Comisariada por Joan Molina Figueras, jefe del departamento de Pintura Gótica Española del Museo Nacional del Prado, la muestra, procedente de la pinacoteca madrileña, reúne una selección de piezas de varios museos e instituciones, tanto nacionales como internacionales, aunque el núcleo fundamental procede del Prado y del MNAC. Entre ellas destacan obras relevantes de los maestros del gótico Pedro Berruguete, Bernat Martorell, Bartolomé Bermejo, Gil de Siloé y Fernando Gallego.
De las transferencias a la polaridad
Desde las transferencias e intercambios entre las comunidades judías y cristianas durante varios siglos hasta la radicalización extrema del antijudaísmo, El espejo perdido ofrece un riguroso retrato de la sociedad extendido entre 1285 y 1492. Y este retrato es un reflejo de cómo los cristianos veían el mundo judío a finales de la Edad Media. Unos retratos nada objetivos porque, como dice John Berger, “siempre miramos en relación con nosotros mismos”.
Y en esa percepción nada aséptica hubo también un tiempo de convivencia, de intercambio cultural en que las relaciones eran más transversales, amables y enriquecedoras. Si atendemos al ámbito artístico observamos que existen numerosos testimonios del trabajo asociativo, de espacios de colaboración, entre ambas comunidades. Tal es el caso de las hagadás, unos manuscritos similares en formato y tipología a los códices cristianos, que recogen la narración del Éxodo y que las élites judías encargaban a los cristianos. En ellos se aprecia claramente la influencia de los libros cristianos coetáneos, tanto en la iconografía de las escenas como en el estilo de las miniaturas. La Hagadà Dorada, 1320-30, o la Matsà de la Hagadà de Barcelona, c. 1340, ambas prestadas por The British Library de Londres, son dos obras destacadas de la exposición.
En el polo opuesto, es decir, en aquellas que reflejan la estigmatización, encontramos piezas que fueron un símbolo de infamia, como los sambenitos, una prenda de indumentaria a modo de saco que vestían los presuntos herejes durante los procesos inquisitivos y que posteriormente eran colgados de los muros de las iglesias. La intolerancia y los prejuicios cristianos se manifiestan también en caricaturas, en las rodelas o en los trabajos de muchos artistas que contribuyeron a la creación de la gran iconografía propagandística de la Inquisición española. En definitiva, “obras que sirvieron para construir la identidad cristiana al tiempo que definían la alteridad judía”, afirma el comisario.
El arte como propaganda
Entre los maestros de esta cuidada escenografía aleccionadora y estigmatizante destaca la figura de Pedro Berruguete. De este autor paradigmático de finales de la Edad Media se puede decir que, sin duda, fue un gran pintor, pero también que fue un pintor de la Inquisición. Y es precisamente en una de sus obras fundamentales, Auto de fe, donde se sitúa la piedra angular de esta muestra.

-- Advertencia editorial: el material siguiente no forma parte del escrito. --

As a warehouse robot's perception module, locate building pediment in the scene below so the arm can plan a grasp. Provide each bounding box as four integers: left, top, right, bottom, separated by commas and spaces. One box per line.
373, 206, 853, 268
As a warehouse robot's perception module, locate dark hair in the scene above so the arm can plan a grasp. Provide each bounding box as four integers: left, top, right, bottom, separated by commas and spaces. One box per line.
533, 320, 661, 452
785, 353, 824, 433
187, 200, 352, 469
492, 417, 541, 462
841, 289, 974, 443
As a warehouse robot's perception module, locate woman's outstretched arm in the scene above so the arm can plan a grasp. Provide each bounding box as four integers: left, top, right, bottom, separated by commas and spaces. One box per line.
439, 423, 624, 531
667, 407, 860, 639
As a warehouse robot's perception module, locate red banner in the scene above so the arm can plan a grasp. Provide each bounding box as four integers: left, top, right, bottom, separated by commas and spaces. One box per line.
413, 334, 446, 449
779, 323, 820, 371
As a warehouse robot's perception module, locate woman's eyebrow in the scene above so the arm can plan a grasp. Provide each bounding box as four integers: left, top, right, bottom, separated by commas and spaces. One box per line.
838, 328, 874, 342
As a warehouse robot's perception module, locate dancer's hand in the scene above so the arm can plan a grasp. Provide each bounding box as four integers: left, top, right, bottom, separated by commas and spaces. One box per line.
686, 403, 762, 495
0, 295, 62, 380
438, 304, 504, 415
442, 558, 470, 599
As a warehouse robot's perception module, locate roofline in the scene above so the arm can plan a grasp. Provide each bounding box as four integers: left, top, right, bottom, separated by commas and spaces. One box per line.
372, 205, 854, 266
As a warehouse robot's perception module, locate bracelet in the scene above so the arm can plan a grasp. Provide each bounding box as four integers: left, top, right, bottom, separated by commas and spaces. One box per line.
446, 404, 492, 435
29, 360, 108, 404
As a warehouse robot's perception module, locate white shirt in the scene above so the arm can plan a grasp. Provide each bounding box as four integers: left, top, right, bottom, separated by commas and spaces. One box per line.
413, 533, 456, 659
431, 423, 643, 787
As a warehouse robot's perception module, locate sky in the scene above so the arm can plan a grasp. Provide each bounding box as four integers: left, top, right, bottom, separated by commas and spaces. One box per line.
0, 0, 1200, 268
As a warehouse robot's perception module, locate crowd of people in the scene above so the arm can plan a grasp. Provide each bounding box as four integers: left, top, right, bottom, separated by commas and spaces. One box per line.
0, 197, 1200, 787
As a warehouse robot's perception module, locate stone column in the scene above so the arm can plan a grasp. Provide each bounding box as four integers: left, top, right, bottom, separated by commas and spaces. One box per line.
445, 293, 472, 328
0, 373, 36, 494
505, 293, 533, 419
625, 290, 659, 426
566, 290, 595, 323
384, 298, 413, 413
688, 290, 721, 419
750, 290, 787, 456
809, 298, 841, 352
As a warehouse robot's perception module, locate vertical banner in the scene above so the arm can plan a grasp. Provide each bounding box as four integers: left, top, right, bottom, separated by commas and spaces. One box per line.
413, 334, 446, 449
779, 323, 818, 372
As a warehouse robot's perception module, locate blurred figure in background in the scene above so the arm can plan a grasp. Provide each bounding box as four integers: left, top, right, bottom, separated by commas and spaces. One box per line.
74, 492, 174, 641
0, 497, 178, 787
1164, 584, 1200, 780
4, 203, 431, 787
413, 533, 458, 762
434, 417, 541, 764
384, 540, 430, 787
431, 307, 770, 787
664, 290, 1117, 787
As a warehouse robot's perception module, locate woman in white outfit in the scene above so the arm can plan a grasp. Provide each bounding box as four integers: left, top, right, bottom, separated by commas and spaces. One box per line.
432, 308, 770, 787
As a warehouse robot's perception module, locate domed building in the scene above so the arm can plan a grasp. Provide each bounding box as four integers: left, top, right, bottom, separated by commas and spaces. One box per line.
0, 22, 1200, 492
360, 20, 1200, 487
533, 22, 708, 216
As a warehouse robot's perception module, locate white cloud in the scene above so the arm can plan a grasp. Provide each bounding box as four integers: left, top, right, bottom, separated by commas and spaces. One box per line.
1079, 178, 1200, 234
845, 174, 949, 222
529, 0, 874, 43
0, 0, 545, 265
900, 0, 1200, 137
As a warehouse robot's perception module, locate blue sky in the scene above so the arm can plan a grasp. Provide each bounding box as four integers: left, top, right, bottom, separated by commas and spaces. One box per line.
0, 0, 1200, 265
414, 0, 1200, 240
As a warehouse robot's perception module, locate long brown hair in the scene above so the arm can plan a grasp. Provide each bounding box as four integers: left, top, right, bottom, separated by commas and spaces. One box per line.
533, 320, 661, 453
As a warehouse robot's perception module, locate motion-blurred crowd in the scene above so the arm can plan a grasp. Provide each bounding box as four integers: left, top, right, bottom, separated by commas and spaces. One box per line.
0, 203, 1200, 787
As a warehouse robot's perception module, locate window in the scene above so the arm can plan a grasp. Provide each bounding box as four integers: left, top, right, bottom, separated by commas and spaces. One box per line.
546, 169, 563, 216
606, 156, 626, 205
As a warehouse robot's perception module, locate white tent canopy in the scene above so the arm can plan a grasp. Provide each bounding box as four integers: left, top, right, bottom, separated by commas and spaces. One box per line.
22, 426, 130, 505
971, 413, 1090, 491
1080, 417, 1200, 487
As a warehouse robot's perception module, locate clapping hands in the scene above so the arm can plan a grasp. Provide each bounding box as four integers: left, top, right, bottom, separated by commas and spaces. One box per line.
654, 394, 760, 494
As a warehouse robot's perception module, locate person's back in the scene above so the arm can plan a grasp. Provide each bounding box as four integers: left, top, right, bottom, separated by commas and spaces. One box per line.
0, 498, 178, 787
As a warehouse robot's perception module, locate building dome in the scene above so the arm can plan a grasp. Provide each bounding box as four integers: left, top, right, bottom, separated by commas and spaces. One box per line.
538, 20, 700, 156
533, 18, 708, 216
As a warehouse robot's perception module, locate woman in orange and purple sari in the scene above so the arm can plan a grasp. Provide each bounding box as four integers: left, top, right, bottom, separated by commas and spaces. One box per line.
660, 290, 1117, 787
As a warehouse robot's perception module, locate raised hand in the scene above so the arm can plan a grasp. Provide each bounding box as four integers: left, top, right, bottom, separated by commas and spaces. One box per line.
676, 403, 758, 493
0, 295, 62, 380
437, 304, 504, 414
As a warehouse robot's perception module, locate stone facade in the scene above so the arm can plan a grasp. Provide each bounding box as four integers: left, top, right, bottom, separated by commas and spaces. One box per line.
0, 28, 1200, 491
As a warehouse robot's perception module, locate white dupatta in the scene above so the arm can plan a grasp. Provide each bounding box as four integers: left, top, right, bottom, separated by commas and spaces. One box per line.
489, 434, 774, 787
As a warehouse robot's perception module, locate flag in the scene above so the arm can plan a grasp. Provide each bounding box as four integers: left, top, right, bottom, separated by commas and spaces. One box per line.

“Es una obra de promoción, de propaganda, de retórica de la Inquisición española”, sostiene Joan Molina. Esta pintura, encargada por Tomás de Torquemada para el convento de Santo Tomás de Ávila, es tan solo una de las imágenes inquisitoriales de toda una serie de proyectos de grandes retablos que constituyeron una gran escenografía de la Inquisición en este recinto religioso. “Incluso, sabemos que Pedro Berruguete legó al morir una cantidad importante de su testamento a Santo Tomás de Ávila y que por tanto hubo una implicación personal de este pintor en la decoración de una de las sedes más importantes de la Inquisición a finales del siglo XV”, advierte. Como bien sabemos, la frontera entre arte y propaganda es muy fina, prácticamente inexistente, y la historia lo ha demostrado.
El espejo perdido. Judíos y conversos en la Edad Media nos habla de fronteras, de segregación, de intolerancia y también de convivencia. Una exposición rigurosa y didáctica que invita a contemplar nuestro pasado sin prejuicios.